Highlights & Insights¶
- Paradigm Shift in Judgment Timing: Shifting judgment from "pre-generation query analysis" to "post-generation Q&A analysis" addresses the core weakness of pre-filtering—answers are where leakage signals are most concentrated. This "post-judgment" logic is transferable to any safety scenario like jailbreak detection.
- "Abstain" as a Safety Valve: Introducing the "abstain" label allows the classifier to delegate uncertainty to the self-correction module, avoiding the forced binary choice between "allow" and "refuse."
- Systematic Vulnerability Disclosure: Quantifying unlearning failures with "1150x leakage increases" and "42.1% effect reversal" serves as a powerful warning against relying solely on isolated input pre-filtering.

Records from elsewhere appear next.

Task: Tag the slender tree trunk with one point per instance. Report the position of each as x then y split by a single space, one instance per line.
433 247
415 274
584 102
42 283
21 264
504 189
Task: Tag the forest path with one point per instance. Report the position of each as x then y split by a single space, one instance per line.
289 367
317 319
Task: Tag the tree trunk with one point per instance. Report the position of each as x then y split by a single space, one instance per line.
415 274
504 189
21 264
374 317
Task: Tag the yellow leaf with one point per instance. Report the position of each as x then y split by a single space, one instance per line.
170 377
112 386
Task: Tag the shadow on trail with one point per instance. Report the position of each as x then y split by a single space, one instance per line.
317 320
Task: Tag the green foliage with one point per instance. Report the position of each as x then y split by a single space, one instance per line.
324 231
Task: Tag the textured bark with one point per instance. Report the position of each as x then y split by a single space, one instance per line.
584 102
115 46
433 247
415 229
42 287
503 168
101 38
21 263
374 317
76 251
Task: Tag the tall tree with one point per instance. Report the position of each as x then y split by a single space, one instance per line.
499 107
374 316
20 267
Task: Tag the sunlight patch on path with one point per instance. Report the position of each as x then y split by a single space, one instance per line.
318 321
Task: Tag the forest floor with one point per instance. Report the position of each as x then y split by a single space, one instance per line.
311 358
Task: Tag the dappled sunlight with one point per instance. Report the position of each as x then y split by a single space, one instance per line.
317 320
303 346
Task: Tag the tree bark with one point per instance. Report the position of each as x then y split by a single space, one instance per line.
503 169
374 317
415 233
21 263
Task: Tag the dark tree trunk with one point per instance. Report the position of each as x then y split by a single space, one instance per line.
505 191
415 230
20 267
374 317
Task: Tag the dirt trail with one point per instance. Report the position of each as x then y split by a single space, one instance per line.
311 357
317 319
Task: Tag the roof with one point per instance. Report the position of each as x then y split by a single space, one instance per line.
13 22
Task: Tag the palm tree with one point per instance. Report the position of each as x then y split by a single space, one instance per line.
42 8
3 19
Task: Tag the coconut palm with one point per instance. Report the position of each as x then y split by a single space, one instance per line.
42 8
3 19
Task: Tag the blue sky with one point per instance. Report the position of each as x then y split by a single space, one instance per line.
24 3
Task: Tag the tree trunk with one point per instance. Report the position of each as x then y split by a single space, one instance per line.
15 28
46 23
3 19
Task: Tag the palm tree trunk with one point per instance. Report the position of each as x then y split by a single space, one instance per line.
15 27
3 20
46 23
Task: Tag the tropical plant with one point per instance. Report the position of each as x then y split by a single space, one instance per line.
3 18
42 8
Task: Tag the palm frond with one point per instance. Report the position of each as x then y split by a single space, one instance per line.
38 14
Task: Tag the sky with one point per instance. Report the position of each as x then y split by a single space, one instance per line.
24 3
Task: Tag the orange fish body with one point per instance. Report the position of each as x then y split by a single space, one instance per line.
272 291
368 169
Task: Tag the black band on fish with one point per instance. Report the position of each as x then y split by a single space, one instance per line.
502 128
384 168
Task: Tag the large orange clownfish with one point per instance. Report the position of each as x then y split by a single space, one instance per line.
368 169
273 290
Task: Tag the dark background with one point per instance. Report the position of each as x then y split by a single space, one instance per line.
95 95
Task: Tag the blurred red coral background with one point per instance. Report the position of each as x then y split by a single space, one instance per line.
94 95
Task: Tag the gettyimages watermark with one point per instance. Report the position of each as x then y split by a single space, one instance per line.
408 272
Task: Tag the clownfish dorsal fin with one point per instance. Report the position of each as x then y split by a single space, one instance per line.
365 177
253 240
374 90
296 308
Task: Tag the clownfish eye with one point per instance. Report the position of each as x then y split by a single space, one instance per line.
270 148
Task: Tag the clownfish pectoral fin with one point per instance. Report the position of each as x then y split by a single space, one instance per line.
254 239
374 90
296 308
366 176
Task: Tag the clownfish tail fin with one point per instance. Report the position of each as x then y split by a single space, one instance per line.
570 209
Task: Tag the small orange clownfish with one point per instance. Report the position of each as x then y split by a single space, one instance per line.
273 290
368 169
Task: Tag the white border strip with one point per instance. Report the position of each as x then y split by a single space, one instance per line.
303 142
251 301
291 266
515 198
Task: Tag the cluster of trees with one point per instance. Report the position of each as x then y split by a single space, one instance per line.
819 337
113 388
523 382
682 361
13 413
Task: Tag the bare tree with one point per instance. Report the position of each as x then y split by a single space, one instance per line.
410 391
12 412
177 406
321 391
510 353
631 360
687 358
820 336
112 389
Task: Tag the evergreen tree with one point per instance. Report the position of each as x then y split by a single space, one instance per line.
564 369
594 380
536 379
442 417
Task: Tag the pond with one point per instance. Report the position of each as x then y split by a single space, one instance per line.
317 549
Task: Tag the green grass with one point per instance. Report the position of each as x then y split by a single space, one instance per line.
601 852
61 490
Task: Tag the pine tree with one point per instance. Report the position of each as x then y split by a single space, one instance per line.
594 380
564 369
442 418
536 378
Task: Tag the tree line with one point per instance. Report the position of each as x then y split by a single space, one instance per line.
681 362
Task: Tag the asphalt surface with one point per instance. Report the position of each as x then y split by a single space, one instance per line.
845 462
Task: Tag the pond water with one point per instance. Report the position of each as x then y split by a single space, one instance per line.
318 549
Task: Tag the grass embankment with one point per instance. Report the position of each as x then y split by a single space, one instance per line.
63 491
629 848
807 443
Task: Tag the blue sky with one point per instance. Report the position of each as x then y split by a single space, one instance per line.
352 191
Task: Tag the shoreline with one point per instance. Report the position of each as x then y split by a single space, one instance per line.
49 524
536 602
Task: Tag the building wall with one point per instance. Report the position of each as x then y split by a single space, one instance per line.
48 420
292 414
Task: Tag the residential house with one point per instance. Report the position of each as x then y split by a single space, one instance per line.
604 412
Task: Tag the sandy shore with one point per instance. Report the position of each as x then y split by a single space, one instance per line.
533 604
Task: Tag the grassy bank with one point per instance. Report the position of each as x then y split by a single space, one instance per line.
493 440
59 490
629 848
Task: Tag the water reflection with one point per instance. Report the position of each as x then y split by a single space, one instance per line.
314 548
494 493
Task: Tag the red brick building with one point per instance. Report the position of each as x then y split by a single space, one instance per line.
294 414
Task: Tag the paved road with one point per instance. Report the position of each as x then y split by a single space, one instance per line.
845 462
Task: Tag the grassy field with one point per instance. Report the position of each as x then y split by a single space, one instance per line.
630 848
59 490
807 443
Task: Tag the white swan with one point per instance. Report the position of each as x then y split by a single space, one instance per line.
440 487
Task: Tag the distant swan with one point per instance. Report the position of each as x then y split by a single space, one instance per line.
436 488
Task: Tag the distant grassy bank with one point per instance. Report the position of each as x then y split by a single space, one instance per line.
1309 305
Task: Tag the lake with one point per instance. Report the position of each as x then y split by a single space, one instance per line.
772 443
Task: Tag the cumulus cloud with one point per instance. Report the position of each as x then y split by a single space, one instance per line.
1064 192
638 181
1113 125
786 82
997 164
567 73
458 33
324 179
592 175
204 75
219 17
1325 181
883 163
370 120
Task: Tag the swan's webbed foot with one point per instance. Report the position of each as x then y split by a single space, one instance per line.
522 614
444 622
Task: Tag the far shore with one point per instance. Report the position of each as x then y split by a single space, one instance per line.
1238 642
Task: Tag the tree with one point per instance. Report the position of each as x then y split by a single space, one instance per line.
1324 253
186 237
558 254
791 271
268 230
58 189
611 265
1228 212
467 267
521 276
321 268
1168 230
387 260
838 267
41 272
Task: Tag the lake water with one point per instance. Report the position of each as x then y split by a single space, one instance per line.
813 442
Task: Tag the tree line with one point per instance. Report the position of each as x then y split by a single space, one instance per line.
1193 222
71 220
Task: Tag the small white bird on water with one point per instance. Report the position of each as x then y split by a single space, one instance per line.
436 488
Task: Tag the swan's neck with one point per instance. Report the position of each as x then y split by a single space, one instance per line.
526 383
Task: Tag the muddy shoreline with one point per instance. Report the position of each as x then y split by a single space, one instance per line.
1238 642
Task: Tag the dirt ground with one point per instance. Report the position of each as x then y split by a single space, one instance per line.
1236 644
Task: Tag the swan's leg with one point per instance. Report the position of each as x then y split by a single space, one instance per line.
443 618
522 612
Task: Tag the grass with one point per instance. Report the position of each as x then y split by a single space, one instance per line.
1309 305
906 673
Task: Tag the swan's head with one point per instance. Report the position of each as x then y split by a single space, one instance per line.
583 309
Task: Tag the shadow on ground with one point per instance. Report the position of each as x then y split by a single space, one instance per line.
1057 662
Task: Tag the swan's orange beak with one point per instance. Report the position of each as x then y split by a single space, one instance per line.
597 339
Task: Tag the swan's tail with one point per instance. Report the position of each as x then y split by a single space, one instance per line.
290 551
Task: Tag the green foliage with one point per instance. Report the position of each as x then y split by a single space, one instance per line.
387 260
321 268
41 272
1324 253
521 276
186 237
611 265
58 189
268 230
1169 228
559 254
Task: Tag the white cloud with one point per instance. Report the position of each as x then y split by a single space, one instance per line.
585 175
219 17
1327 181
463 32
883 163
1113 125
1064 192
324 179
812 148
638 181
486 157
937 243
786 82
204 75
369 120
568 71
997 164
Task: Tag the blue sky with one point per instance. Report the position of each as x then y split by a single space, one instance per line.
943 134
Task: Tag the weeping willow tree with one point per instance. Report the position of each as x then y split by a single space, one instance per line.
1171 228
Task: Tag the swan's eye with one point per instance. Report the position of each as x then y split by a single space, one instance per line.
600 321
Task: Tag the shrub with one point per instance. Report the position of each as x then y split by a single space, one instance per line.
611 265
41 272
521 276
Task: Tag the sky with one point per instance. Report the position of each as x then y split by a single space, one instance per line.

- On-demand Cost Management: By triggering SMT only when necessary, PoRT turns "multi-round thinking"—usually a resource-intensive mechanism—into a nearly free security net.
Limitations & Future Work¶
- Dependence on Classifier Quality: The defense hinges on the post-judgment classifier; if it fails on out-of-distribution attacks, the entire pipeline may fail. Data augmentation mitigates this but hasn't been stress-tested on completely unknown attack families.
- Demonstration Bank Maintenance: Adaptive defense via IPC requires manual or red-teaming updates to the demonstration library, implying a lag time for entirely new attacks.
- Inference Cost Scaling: While negligible at low harmful prompt ratios, high-intensity adversarial pressure will increase the SMT trigger rate and consequently increase latency.
- Benchmark Scope: Evaluation is limited to TOFU/WMDP; performance in long-tail real-world deployments with actual private data remains to be verified.
Related Work & Insights¶
- vs ECO / GUARDRAIL (Input Pre-filtering): These perform shallow pre-generation classification, easily bypassed by prefix/composite attacks. PoRT offers superior robustness with only ~1% latency cost.
- vs GA / NPO / RMU (Model-side Unlearning): These modify weights and often degrade utility; they can also be reversed via quantization or data poisoning. PoRT preserves MMLU perfectly without modifying the model.
- vs ALU (Agentic LLM Unlearning): ALU uses complex multi-agent pipelines with isolated input analysis. PoRT is more lightweight, using intrinsic reasoning through IPC and SMT for dynamic, iterative self-correction triggered by explicit "Abstain" signals.
Rating¶
- Novelty: ⭐⭐⭐⭐⭐ First unlearning framework to use "Joint Q&A Post-Judgment + Abstain + Selective Multi-round Thinking."
- Experimental Thoroughness: ⭐⭐⭐⭐⭐ Comprehensive evaluation across 10 LLMs and standard/adversarial conditions.
- Writing Quality: ⭐⭐⭐⭐ Clear logic; strong impact from empirical attack figures.
- Value: ⭐⭐⭐⭐⭐ Highly practical for deployed LLMs requiring zero-parameter, low-latency, and robust unlearning.